Naquele dia, o calor exagerado preocupou Andrea, nem chovia e tampouco o sol brilhava pleno – estavam estacionados na perigosa região entre dois polos igualmente temidos. Poderia parecer confortável, mas um passo em falso ou uma palavra mal dita seriam capazes de lançá-los a um dos dois extremos, sem piedade. Na tentativa de driblar os caprichos do tempo, ela abriu as cortinas e a janela do quarto, fazendo um convite formal para a brisa relutante, na esperança dela, enfim, decidir fazer uma visita e renovar a atmosfera infecta do cômodo malcheiroso.

                  O ar quente e úmido fazia aumentar ainda mais os odores que a noite havia concentrado no ambiente. Uma mistura nada harmônica de urina, suor e o indescritível cheiro do sofrimento humano, nem azedo e nem rançoso, um odor próprio que ela, como enfermeira, conhecia bem. Há aqueles que diriam que no fundo, mesclado entre todos aqueles odores desagradáveis, ou talvez resultado da mistura de todos eles, existia uma nota marcante de algum ingrediente... doce! Sim, olfatos mais apurados, ou almas mais sensíveis, poderiam detectar um toque adocicado, mas nem por isso agradável.

                  Apenas a claridade e o calor aceitaram o convite para entrar. Até as forças mais primitivas da natureza pareciam se recusar a frequentar o ambiente. Não houve refresco, nada traria alívio. Mesmo assim ela manteve a janela aberta, esperançosa de convencer o calor, o abafamento e os odores a educadamente se retirarem do recinto. O homem sobre a cama estava desperto, magro e pálido como um cadáver fresco. Desde a madrugada ele tentava encontrar uma forma de convencer Andrea. Assim como o ambiente, ele também se situava a meio caminho entre a danação úmida ou o calor escaldante. Enquanto ela insistia em melhorar o ambiente carregado, ele procurava a melhor forma de convencê-la a lhe dar a escuridão, o descanso que tanto ansiava.

                  – Bom dia, como passou a noite? – Há meses repetia religiosamente, como se fosse um mantra.

                  – Na verdade foi ela quem passou por mim, me assombrando, trazendo todos os meus fantasmas para rirem da minha desgraça.
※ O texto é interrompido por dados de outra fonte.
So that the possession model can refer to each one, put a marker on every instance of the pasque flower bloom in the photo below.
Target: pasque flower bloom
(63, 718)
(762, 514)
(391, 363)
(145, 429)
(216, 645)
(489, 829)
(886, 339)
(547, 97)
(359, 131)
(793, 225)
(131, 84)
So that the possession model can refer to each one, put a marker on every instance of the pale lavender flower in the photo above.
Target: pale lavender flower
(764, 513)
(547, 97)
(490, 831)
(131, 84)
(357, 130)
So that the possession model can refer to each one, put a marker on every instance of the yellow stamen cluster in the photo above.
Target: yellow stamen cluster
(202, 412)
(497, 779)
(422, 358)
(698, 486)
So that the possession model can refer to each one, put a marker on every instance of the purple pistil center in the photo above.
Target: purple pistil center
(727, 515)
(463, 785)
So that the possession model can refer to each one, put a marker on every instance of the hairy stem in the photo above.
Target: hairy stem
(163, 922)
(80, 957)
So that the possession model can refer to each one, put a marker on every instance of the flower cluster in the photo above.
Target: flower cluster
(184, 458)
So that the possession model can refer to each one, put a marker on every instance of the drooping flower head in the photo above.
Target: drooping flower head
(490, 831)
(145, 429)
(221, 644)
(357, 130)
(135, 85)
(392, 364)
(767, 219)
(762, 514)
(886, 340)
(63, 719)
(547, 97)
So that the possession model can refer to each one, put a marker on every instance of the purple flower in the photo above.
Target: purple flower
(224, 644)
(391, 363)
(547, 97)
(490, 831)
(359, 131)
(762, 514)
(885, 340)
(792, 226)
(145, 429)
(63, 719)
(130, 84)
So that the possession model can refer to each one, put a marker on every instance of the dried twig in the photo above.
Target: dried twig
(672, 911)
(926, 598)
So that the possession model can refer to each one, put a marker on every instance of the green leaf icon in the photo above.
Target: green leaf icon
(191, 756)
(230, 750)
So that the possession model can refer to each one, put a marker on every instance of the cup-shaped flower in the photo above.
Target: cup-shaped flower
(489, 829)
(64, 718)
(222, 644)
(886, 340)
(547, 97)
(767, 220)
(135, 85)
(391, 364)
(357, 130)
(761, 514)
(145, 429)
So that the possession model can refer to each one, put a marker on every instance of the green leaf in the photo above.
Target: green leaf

                  – O senhor não conseguiu dormir de novo? Precisamos pedir um novo remedinho para o Dr. Sérgio.

                   – Eu não quero dormir, quero morrer e você sabe disso. Não quero mais conviver com esses fantasmas. Quando não aparecem em pensamento, aparecem nos meus sonhos, noite após noite. Para que dormir?

                  – Isso não está certo, o senhor precisa descansar.

                  – Por favor, não finja que está tudo normal. Você sabe muito bem o que eu quero, não me faça pedir novamente. Se pudesse, me ajoelhava implorando.

                  – Não vamos começar com isso de novo. Hoje é domingo, seu filho e seu netinho vem de longe para ver o senhor. Vamos dar um jeito nesse quarto, o menino ficou assustado na última vez que esteve aqui. As crianças se assustam facilmente e o senhor deve amenizar essa situação. Ele adora o senhor.